Pienso, con inquietud, en cómo este viraje no es solo político, sino ontológico: se está erosionando, poco a poco, la posibilidad misma de imaginar una sociedad sustentada en la igualdad radical. La reacción ha logrado algo más que el retroceso de derechos; ha instalado un malestar epistémico, una sospecha sobre lo que puede o no ser considerado humano, vivible, legítimo. Como persona LGBTIQ+, me ha tocado experimentarlo. La violencia ha mutado, sí, pero no ha desaparecido. Solo ha cambiado de ropaje: ahora se disfraza de opinión, de debate válido, de corrección necesaria. Y mientras tanto, nuestras existencias siguen siendo puestas en duda, nuestros cuerpos regulados, nuestras voces desacreditadas por quienes, con aire de falsa neutralidad, exigen “tolerancia” pero niegan dignidad.
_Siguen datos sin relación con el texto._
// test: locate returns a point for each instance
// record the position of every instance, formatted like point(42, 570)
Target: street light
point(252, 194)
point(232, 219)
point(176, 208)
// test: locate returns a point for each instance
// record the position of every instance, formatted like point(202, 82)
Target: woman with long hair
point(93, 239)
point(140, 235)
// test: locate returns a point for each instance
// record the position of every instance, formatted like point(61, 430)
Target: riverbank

Uno de los desplazamientos más insidiosos que he observado en los últimos años es esta creciente narrativa según la cual vivimos en una era de censura, en la que “ya no se puede decir nada”. Bajo esta consigna, se reclama el derecho a enunciar discursos que excluyen, violentan y jerarquizan, como si el reconocimiento de otras vidas implicara una pérdida intolerable de privilegios. El lenguaje de la libertad ha sido capturado por quienes, como advertía Judith Butler, se resisten a reconocer que el poder de la palabra no es neutro, sino performativo: produce realidad, marca cuerpos, organiza mundos. Hannah Arendt lo vio venir décadas atrás, cuando advirtió que la mentira sistemática en política no busca convencer, sino desorientar; no busca disputar la verdad, sino minar la posibilidad misma de distinguirla. Así, se ha vuelto habitual que quienes promueven discursos abiertamente antiderechos se presenten como víctimas de un supuesto linchamiento moral, cuando en realidad gozan de plataformas amplificadas, de micrófonos cómplices, de un aparato cultural que les celebra bajo la etiqueta del “disenso legítimo”. Pero no hay legitimidad en la negación del otro. No hay neutralidad posible frente a quien niega el derecho a existir.
En este contexto, hablar de falsa neutralidad no es un gesto retórico, sino una urgencia ética. Porque el lenguaje, lejos de ser un campo aséptico de intercambio de ideas, es terreno de disputa. Lo que hoy se presenta como un debate abierto sobre “valores tradicionales” o “libertad de conciencia” es, en realidad, una estrategia discursiva que busca reconfigurar el odio como opinión y el privilegio como derecho vulnerado. Se ha vuelto común que quienes cuestionamos estas narrativas seamos acusados de intolerancia, como si la defensa de nuestra existencia equivaliera a una forma de censura. Pero no hay simetría posible entre quien quiere existir y quien quiere negarlo. Resistir, entonces, es no ceder en el lenguaje. Es nombrarnos con orgullo, construir comunidad, habitar lo político desde el cuerpo que disiente. Ayer, como cada 17 de mayo, recordamos que nuestras vidas no caben en el margen que nos asignaron, y que la dignidad no se negocia. Frente a un mundo que insiste en relegarnos al silencio, responderemos con más palabras, más alianzas, más memoria. No por nostalgia del futuro, sino por la urgencia del presente.